Nicaragua Arrests 6 More Opposition Figures; EU Weighs Move

Jul 6, 2021
4:11 PM

In this May 16, 2018 file photo, student representative Lesther Alemán interrupts Nicaraguan President Daniel Ortega, shouting that he must halt repression during the opening of the national dialogue on the outskirts of Managua, Nicaragua. Nicaraguan police arrested a half dozen more opposition figures on July 6, 2021, including Alemán, a former student leader who returned to Nicaragua after exile but stayed in safe houses. (AP Photo/Alfredo Zuniga, File)

MANAGUA, Nicaragua (AP) — Nicaraguan police arrested a half dozen more opposition figures, including the sixth presidential hopeful to have been arrested in a crackdown that started last month.

Among those arrested Monday was Lesther Alemán, a former student leader who returned to Nicaragua after exile but stayed in safe houses. Those detained also included presidential contender Medardo Mairena, and Max Jerez, another student leader.

Two leaders of farmers’ groups, Pedro Mena and Freddy Navas, were also arrested, and a third, Pablo Morales, was listed by opposition activists as having been detained.

Almost all were arrested under “treason” laws that President Daniel Ortega has used to detain almost all his potential rivals in the November 7 elections.

On Tuesday, the European Union’s top diplomat, Josep Borrell, said Tuesday that “more restrictive” measures may be needed against Ortega’s Sandinista regime.

“The situation has reached such an extreme that member states will have to study more concrete actions, and not just ‘enough already, Mr. Ortega,’” Borrell told a session of the European Parliament.

Alemán played a leading role in 2018 protests against Ortega’s government that were met with brutal repression; he had gone into exile in the United States after that and knew he might be a target when he returned in 2019. Alemán hadn’t lived at home for three years.

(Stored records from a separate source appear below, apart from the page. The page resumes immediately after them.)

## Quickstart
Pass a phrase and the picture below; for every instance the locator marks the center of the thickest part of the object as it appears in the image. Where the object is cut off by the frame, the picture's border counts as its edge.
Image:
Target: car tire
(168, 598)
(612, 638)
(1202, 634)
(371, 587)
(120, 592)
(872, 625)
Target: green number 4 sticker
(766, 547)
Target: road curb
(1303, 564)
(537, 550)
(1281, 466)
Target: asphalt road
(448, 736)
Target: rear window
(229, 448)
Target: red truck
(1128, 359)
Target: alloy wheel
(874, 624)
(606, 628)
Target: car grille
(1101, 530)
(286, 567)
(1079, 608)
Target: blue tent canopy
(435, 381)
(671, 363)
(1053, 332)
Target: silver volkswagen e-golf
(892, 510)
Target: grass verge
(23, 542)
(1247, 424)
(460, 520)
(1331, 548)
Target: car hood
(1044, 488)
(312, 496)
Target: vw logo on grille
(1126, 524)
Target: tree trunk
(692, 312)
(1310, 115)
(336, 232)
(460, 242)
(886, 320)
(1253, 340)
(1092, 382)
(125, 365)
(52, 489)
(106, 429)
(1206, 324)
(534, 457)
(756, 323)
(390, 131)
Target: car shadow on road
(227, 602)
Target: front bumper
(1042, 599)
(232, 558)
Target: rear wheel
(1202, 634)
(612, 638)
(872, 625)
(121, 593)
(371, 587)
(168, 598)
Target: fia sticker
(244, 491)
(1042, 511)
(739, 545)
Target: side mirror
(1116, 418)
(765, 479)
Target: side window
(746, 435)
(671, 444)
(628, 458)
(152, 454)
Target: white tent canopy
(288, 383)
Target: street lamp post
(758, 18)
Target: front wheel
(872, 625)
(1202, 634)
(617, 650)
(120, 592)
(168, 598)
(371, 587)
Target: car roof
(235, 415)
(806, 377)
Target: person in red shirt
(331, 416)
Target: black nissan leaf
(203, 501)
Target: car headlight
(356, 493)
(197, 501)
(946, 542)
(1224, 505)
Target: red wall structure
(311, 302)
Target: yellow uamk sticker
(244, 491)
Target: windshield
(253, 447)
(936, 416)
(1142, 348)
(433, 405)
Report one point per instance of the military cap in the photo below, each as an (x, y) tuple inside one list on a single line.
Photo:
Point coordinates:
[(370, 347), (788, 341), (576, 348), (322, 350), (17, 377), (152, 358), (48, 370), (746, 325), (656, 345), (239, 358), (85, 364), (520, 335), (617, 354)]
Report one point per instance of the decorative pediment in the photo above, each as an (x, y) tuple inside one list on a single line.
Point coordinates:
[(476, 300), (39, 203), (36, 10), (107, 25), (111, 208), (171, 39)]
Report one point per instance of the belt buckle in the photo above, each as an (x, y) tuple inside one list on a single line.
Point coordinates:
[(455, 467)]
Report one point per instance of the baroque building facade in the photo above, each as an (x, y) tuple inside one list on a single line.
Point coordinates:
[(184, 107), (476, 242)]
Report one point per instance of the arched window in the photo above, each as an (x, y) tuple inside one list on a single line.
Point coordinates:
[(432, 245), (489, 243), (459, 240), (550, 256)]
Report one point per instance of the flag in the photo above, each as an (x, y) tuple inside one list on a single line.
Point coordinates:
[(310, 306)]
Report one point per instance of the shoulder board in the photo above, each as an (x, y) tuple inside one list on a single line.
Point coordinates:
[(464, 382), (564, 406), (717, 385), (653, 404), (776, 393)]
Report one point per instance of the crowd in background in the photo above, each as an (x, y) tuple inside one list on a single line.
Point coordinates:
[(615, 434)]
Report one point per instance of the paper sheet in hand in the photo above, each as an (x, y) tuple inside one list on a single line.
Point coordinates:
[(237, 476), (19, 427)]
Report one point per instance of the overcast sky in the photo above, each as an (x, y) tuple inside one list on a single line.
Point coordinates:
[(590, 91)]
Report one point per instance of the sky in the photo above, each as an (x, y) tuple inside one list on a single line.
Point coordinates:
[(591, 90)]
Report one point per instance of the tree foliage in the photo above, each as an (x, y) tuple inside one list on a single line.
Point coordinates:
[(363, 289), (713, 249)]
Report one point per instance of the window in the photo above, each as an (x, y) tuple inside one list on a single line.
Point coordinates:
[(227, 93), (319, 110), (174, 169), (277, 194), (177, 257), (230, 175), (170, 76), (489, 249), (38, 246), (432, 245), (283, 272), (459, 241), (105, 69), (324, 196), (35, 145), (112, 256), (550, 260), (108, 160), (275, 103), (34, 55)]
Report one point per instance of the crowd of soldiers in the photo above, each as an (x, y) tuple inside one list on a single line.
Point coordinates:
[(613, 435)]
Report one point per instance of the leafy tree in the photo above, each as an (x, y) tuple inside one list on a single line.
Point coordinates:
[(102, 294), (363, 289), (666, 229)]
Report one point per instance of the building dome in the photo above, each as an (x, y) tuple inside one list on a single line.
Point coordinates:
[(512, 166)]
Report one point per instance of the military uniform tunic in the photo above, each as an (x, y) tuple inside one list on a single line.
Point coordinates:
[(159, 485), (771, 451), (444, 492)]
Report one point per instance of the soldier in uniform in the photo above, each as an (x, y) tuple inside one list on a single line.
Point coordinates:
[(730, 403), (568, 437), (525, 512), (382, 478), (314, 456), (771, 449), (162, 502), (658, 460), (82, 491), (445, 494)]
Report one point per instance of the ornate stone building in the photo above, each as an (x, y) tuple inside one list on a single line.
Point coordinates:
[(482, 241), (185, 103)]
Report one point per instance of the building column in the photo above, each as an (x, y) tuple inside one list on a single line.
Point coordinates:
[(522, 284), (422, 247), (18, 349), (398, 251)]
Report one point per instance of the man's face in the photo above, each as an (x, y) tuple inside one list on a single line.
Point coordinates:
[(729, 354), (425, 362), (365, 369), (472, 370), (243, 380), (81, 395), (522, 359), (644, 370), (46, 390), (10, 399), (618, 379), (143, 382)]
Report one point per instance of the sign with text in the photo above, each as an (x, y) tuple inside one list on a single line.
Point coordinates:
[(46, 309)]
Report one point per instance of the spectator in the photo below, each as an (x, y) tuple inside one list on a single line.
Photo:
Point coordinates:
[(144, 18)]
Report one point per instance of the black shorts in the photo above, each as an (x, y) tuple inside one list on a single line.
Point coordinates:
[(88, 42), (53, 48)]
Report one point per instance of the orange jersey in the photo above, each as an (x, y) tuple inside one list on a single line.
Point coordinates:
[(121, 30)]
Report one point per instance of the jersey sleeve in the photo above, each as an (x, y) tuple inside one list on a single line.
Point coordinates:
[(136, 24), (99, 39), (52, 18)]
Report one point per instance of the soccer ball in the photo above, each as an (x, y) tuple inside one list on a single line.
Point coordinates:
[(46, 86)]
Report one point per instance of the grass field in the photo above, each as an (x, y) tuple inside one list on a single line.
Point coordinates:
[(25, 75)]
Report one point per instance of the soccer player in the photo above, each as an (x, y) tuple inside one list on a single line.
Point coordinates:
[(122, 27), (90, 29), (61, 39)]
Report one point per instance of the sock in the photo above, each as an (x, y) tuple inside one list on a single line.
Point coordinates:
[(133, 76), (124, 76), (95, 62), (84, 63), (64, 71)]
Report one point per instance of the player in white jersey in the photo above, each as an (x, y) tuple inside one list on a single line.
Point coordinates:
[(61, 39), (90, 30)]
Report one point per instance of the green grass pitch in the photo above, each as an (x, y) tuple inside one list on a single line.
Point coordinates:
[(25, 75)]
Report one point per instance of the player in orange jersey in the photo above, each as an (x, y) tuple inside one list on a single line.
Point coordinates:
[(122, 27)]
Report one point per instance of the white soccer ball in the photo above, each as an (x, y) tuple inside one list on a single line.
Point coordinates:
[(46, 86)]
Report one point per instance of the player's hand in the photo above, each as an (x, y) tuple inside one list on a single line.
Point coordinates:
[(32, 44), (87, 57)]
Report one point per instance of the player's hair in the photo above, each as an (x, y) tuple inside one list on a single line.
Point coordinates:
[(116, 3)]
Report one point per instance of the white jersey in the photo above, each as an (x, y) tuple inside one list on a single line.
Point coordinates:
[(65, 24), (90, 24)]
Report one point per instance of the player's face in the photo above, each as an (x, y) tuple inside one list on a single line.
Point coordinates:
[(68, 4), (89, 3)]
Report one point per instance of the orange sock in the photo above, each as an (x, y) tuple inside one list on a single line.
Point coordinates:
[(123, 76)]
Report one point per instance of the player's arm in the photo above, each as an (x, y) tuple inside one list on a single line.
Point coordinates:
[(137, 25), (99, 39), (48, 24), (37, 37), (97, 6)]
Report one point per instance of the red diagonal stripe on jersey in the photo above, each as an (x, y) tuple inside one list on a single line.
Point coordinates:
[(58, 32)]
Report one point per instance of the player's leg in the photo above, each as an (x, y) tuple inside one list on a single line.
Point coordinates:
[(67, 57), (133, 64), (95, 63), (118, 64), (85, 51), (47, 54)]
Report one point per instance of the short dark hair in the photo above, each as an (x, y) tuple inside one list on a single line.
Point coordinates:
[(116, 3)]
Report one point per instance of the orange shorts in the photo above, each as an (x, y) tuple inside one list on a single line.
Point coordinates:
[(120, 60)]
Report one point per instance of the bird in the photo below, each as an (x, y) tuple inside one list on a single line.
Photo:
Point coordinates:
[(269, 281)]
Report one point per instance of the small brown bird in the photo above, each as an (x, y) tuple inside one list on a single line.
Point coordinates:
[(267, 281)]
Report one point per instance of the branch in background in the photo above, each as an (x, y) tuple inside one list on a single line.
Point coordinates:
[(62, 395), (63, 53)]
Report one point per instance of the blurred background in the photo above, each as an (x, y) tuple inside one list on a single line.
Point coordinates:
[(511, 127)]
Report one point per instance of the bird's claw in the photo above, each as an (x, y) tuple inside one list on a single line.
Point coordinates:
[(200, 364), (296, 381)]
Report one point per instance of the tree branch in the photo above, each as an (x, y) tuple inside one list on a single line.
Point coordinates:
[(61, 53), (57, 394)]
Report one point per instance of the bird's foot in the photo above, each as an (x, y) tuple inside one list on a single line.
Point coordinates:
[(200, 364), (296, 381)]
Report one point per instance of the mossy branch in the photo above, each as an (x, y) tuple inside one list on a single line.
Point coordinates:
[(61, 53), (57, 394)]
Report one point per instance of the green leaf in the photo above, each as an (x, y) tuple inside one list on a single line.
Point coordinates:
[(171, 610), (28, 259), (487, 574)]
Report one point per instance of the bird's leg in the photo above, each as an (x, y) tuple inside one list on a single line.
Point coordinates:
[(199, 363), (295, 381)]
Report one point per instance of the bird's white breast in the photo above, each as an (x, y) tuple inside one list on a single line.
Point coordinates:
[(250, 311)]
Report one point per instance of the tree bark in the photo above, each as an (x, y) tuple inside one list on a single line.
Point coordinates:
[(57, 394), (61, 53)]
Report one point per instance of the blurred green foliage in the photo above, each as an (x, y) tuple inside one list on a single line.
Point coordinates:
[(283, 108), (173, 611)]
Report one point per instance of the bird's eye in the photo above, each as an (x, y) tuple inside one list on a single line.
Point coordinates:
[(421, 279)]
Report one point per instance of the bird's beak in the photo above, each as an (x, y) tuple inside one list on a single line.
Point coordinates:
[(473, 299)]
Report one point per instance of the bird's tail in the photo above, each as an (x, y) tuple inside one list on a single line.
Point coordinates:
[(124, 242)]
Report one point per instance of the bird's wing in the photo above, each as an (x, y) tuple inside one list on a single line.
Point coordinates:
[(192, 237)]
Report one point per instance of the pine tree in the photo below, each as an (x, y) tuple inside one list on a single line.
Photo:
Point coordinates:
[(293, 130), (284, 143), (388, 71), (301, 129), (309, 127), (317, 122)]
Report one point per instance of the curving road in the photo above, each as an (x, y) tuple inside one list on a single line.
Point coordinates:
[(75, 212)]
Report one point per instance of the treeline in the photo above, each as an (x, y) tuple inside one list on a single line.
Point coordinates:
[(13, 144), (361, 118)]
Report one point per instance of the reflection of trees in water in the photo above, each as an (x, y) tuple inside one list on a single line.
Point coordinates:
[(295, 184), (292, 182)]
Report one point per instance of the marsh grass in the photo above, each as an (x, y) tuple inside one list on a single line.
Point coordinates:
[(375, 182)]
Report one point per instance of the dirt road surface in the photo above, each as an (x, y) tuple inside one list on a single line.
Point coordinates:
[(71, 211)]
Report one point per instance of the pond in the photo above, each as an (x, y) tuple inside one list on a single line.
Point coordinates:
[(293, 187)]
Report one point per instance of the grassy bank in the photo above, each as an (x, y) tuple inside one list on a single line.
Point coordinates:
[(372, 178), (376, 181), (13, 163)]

Just last week, when Alemán went to his party’s headquarters for a meeting, police stopped him outside the building, checked his ID and took his picture before letting him enter. “When I entered eight police cars arrived,” Alemán said in an interview a short time later. “I was surrounded and everyone said it was my day.” He declined to explain how he got out.

Alemán’s relatively new Citizens for Freedom party has not selected its candidate yet, but Alemán had said last week he planned to run.

The government has arrested at least 27 opposition figures over the past month. Most face vague allegations of crimes against the state. Ortega alleges the April 2018 street protests were part of an organized coup attempt with foreign backing.

Alemán rose to fame in May 2018, a month after the huge protests erupted and paralyzed much of the country before being violently put down. At the first attempt at dialogue with Ortega, Alemán shocked those watching the live televised event.

“This is not a table of dialogue. This is a table to negotiate your exit and you know it well,” he told the president. “Give up!”

Some had said previously that opposition figures like Alemán and Mairena should not dignify the marred elections by participating. With five of the best-known potential candidates already in jail and the field tilted heavily in Ortega’s favor as he pursues a fourth consecutive term, some believe the opposition should sit out and not legitimize an Ortega victory.

But in the case of Alemán and Mairena, Ortega neatly solved that dilemma by tossing them, too, in jail, where political prisoners are mostly held in secret locations, incommunicado, with no access to relatives or lawyers.

Candidates must register by August 2. Two other potential candidates from Alemán’s party —Juan Sebastián Chamorro y Arturo Cruz— have already been arrested.